CHAPEL HILL — Following a controversial search process spanning several months, the UNC Board of Governors on Friday unanimously selected Margaret Spellings, former secretary of education in the George W. Bush Administration, as UNC’s new president.

Spellings, who is currently the president of the George W. Bush Presidential Center, is best known for leading the education department’s implementation of the No Child Left Behind Act in K-12 public schools. Though much of her education experience has been focused on K-12 issues, and she does not hold an advanced degree, Spellings believes she is well equipped for her new job as leader of the UNC system.

“I expect the faculty to react well to my background,” Spellings said after the board’s vote. “I have different skills from theirs. I’m not an academic, and I’m not a teacher. I’m not a researcher. I’m someone who understands public policy, I understand advocacy. I understand how to bring people together around a shared mission, and I have a track record of doing that in my career.”

Spellings’ employment contract includes a base annual salary of $775,000, benefits including an executive retirement plan, performance-based compensation, research leave with percentages stipulated by duration of tenure, and relocation expenses of up to $35,000. Outgoing President Tom Ross, who was fired by the board in January but allowed to stay until year’s end, makes $600,000 annually plus benefits.

Though there have been challenges along the way to Spellings’ election, the president-elect said she doesn’t view her incoming relationship with board members and faculty as problematic.

“I don’t see it like [a disadvantage],” Spellings said. “I’m going to get to work and build relationships with every single stakeholder. I know a good bit about the business. I know we have a lot in common about where we think we want to go together, and I believe I can have extremely productive relationships with everyone of them. I really do.”

Spellings’ vision for the future of the UNC system is still developing, and will be shaped by the goals of the board, faculty, administrators, and all other stakeholders, she said.

State Senate leader Phil Berger, R-Rockingham, and House Speaker Tim Moore, R-Cleveland, who expressed concern last week over what was seen as an attempt to circumvent recently passed legislation requiring at least three candidates to be presented for consideration to the board, congratulated Spellings soon after her election was announced.

“We … welcome her to our great state and look forward to meeting her. She has been a leader in public education at the highest level, and we trust she shares our passion for making our university system the best in the nation,” the leaders said in a statement.

The legislation in question, Senate Bill 670, had not been signed into law at the time Spellings was elected. Gov.

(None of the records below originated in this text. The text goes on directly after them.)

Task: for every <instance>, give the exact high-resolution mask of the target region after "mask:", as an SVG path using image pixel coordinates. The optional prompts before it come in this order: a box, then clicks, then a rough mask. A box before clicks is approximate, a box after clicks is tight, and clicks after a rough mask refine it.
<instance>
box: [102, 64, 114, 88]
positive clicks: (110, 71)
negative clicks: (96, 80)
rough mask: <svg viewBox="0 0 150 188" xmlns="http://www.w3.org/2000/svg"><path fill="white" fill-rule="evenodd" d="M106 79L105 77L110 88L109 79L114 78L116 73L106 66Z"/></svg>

Pat McCrory, who has voiced opposition to the bill, and whose spokesman recently told The Associated Press that the board should be given full autonomy in the presidential selection process, met with Spellings last week for a conversation that both parties describe as cordial and non-substantive.

Members of the UNC faculty assembly, who released a statement yesterday about the board’s failure to consult them in the presidential search, say that their input should have been a crucial consideration throughout the process.

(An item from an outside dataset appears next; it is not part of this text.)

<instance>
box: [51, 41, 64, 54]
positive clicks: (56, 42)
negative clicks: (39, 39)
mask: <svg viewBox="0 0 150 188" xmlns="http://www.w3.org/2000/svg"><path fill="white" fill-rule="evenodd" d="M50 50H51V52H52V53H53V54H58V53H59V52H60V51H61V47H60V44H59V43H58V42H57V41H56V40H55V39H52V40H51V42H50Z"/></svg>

“It just makes sense to consult those who do the work of the university, if they’re going to govern the place,” said UNC-Chapel professor Stephen Leonard, who chairs the faculty assembly. “The president of the university needs to understand that the governing authorities responsible for the appointing of the president are culpable for many of the difficulties that will have to be addressed. We wish the candidates themselves had availed themselves of the opportunities to talk with the people who actually do the work of the university.”

“We had had at least one or two or more members of the faculty assembly attend every meeting pertaining to the search,” UNC-Wilmington’s Gabriel Lugo, chairman-elect and representative of the faculty assembly, told Carolina Journal. “Whether [search committee meetings] have been at SAS, or whether they have been in Charlotte, we have been present.”

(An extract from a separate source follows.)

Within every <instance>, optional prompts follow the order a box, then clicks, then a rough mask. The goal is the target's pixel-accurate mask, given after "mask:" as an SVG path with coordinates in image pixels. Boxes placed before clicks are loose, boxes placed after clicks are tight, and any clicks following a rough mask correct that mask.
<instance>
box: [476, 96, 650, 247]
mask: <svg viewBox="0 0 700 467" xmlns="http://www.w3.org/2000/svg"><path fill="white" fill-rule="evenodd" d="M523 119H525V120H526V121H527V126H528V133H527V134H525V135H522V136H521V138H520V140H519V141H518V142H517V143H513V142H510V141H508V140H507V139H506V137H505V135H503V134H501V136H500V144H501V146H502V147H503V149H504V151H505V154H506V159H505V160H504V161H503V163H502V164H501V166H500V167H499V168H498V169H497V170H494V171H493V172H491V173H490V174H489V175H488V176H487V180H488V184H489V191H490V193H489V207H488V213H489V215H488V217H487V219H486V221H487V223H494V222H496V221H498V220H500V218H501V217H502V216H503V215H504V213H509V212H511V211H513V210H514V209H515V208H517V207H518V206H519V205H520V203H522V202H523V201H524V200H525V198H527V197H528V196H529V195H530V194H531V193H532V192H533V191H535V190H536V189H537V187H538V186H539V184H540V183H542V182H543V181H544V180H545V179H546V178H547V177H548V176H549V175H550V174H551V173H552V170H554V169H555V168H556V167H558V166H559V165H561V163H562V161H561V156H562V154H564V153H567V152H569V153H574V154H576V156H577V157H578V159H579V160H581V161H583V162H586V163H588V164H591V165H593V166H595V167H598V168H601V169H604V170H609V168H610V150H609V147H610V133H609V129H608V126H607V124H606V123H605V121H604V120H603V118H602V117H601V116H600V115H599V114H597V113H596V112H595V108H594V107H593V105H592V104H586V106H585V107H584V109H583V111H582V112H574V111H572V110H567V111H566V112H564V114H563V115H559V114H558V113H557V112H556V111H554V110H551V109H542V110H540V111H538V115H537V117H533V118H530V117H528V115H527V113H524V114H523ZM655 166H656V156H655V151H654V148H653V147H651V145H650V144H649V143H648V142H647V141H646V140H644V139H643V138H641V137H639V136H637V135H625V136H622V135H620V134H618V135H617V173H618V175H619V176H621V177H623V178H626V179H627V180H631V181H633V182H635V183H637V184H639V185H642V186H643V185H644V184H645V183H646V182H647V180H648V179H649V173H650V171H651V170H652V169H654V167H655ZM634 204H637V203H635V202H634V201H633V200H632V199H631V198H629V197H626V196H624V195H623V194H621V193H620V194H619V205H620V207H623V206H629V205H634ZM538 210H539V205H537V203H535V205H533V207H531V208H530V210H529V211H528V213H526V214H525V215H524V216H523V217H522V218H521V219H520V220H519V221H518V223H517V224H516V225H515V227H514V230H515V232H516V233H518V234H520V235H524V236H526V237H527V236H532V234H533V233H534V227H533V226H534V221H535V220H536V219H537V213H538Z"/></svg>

While the faculty assembly was adamant about the need for a more inclusive election process, members declined to comment about Spellings herself, saying it wasn’t fair to make an assessment prior to working with her.

Board of Governors chairman John Fennebresque, who has been surrounded by controversy throughout the search process, said at the close of the Friday’s meeting that he is overjoyed about Spellings’ election, and that he thinks this is the right step forward for the university.

“This is not in my script,” Fennebresque said. “I don’t often get tears in my eyes. I have tears in my eyes right now. I’m so excited, and so relieved, that we have hired the special person that Margaret Spellings is. So thank you all who worked so hard to make that happen.”